There is a fasinating article in The Independent summarizing much of Dr Helen Fisher’s work related to Love and its neural basis as well as many other aspects of Love. As per Dr. fisher Love comprises of three systems: Lust, Romance and Attachment.

Lust is a craving for sexual gratification, which you can feel for a whole range of people.

Those caught up in romantic love focus all their attention on the object of their affection. Not only do they crave them, but they are highly motivated to win them, they obsessively think about them and become extremely sexually possessive.During this state the brain is driven by dopamine, a neurotransmitter central to the reward system.

The third brain system is attachment – that sense of calm and security you can feel for a long-term partner. It is associated with the hormones vasopressin and oxytocin, which are probably responsible for the sense of peacefulness and unity felt after having sex. Holding hands also drives up oxytocin levels, as does looking deeply into your loved one’s eyes, massage, and simply sitting next to them.

As I am prone to using analogical thinking to extremes, this seems to me like the 3 memory systems that have recently been discovered- one for novelty detection, the other for familiarity detection and the third for recollection. Lust to me mirrors the novelty drive: craving for new partners or new and unusual sexual experiences with the same partner. Romantic love is all about feeling a special bond with one (or more) person and being in special resonance with them to the exclusion of everything else. It leads to much more lasting recollections that do behaviors triggered by Lust or Attachment. The Attachment love is actually the long-term commitment and trust triggered by being vulnerable to a familiar person and involves the generational of feelings of familiarity/trust etc amongst long-term couples.

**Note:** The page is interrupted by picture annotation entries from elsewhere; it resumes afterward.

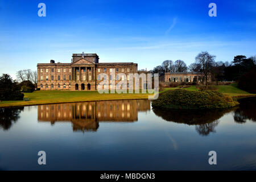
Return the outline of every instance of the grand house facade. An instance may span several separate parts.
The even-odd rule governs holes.
[[[71,63],[38,64],[38,88],[41,90],[96,90],[101,81],[100,73],[106,73],[109,80],[114,73],[135,73],[138,64],[134,63],[99,63],[96,53],[73,53]]]

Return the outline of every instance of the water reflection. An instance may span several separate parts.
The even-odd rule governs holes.
[[[19,114],[24,107],[16,108],[0,108],[0,128],[5,130],[10,129],[13,122],[19,118]]]
[[[39,122],[71,122],[73,131],[96,131],[100,122],[138,121],[138,112],[150,110],[149,100],[122,100],[38,106]]]
[[[215,133],[218,119],[233,110],[234,109],[210,110],[154,109],[153,111],[156,115],[167,121],[195,125],[196,130],[200,135],[207,136],[210,133]]]
[[[244,123],[250,119],[256,122],[256,97],[245,98],[238,100],[240,105],[234,111],[234,120]]]

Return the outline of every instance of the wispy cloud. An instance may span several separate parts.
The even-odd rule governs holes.
[[[169,34],[170,31],[174,28],[174,27],[175,26],[176,24],[176,22],[177,22],[177,18],[174,18],[174,19],[172,19],[172,23],[171,25],[171,26],[169,27],[169,28],[168,28],[168,30],[166,31],[166,35],[167,35],[168,34]]]

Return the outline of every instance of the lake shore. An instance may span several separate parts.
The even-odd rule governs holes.
[[[251,94],[237,88],[236,84],[228,85],[217,85],[217,90],[221,93],[238,98],[247,97],[256,97],[255,94]],[[169,90],[180,89],[180,87],[164,88],[159,93]],[[183,89],[198,91],[197,86],[192,85]],[[0,102],[0,107],[25,106],[43,104],[60,103],[98,101],[109,100],[122,100],[135,99],[148,99],[149,94],[100,94],[97,91],[64,91],[64,90],[40,90],[32,93],[24,93],[24,98],[30,100],[25,101],[3,101]]]

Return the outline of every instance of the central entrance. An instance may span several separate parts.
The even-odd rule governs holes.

While the evolutionary rationale for Lust -having sex with as many new individuals as possible- is clear in that it distally takes care of the need to procreate and spread one’s genes around; and the evolutionary rationale for Attachment is also clear – the long-term pair bonding ensures that the need of children’s would be taken care of and both parents would do the parental investment- the evolutionary rationale for Romantic love is not that clear. If one looks at the costs associated with this, then the mystery appears to be more depended. Dr fishes offers a very plausible explanation- that romantic love is to ensure we are monogamous and our mating choice is restricted in the crucial young ages to one person.

Scientists have discovered that certain parts of the brain become deactivated when we’re in love, including areas linked with negative emotions, planning, critical social assessment, the evaluation of trustworthiness and fear.

Biological studies have found that this phase of reduced cognitive function, during which faults are ignored, can last from one to two and a half years. This temporary state of delusion has a vital human function. If we immediately saw all our partner’s faults, we would be less likely to form a stable relationship in which to produce children.

And it is just as well that it is short-lived: romantic love is has an enormous metabolic cost. “I think romantic love evolved to enable people to focus their mating energy onto just one person at a time, thereby conserving mating time and energy,” says Dr Fisher. “It’s not conducive to real life to live in this state for 20 years because you’re distracted by it, you can’t think of other things, you forget what you are doing, you probably don’t eat properly, you certainly don’t sleep well and you go through highs and lows.”

To me the dopamine connection of romantic love seems very intriguing and hard to swallow!!